The `./code/` directory contains separate scripts to replicate each `ReadMe` and `word2vec` model. It also contains a script for figures and tables from the article. The `./figures/` directory contains a copy of each of the figures generated by this latter script; the `./tables/` directory contains a copy of Table 2.

- `word2vec_functions.py`: A set of Python functions used in the other scripts.
- `01-gold_standard_model.R`: Code to produce the gold standard model using the `R` package `ReadMe`; generates proportions of documents in each codebook category and outputs data for the five categories analyzed in the paper. To exactly replicate the results in the paper, load the `cat_proportions.RData` file rather than running ReadMe from scratch; otherwise your results will slightly vary from the paper results.
- `02-naive_time_word2vec.py`: Code to produce the naive time implementation of the `word2vec` model; generates bootstrapped cosine similarities for the five word pairs analyzed in the paper. To exactly replicate the results in the paper, load the `naive_model_output.pickle` file rather than running word2vec from scratch; otherwise your results will slightly vary from the paper results.
- `03-overlap_word2vec.py`: Code to produce the overlapping time implementation of the `word2vec` model; generates bootstrapped cosine similarities for the five word pairs analyzed in the paper. To exactly replicate the results in the paper, load the `overlap_model_output.pickle` file rather than running word2vec from scratch; otherwise your results will slightly vary from the paper results.

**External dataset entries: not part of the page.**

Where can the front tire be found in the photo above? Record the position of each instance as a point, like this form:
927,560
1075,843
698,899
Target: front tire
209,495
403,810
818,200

- `04-chrono_word2vec.py`: Code to produce the chronologically trained implementation of the `word2vec` model; generates bootstrapped cosine similarities for the five word pairs analyzed in the paper, as well as bootstrapped means and confidence intervals for the "social"-"equality" pair analyzed in Section 7 of the article.
- `05-aligned_word2vec.py`: Code to produce the aligned implementation of the `word2vec` model; generates bootstrapped cosine similarities for the five word pairs analyzed in the paper.
- `06-figures.R`: Code to produce the four figures in the article, as well as Table 2 of model assessment statistics.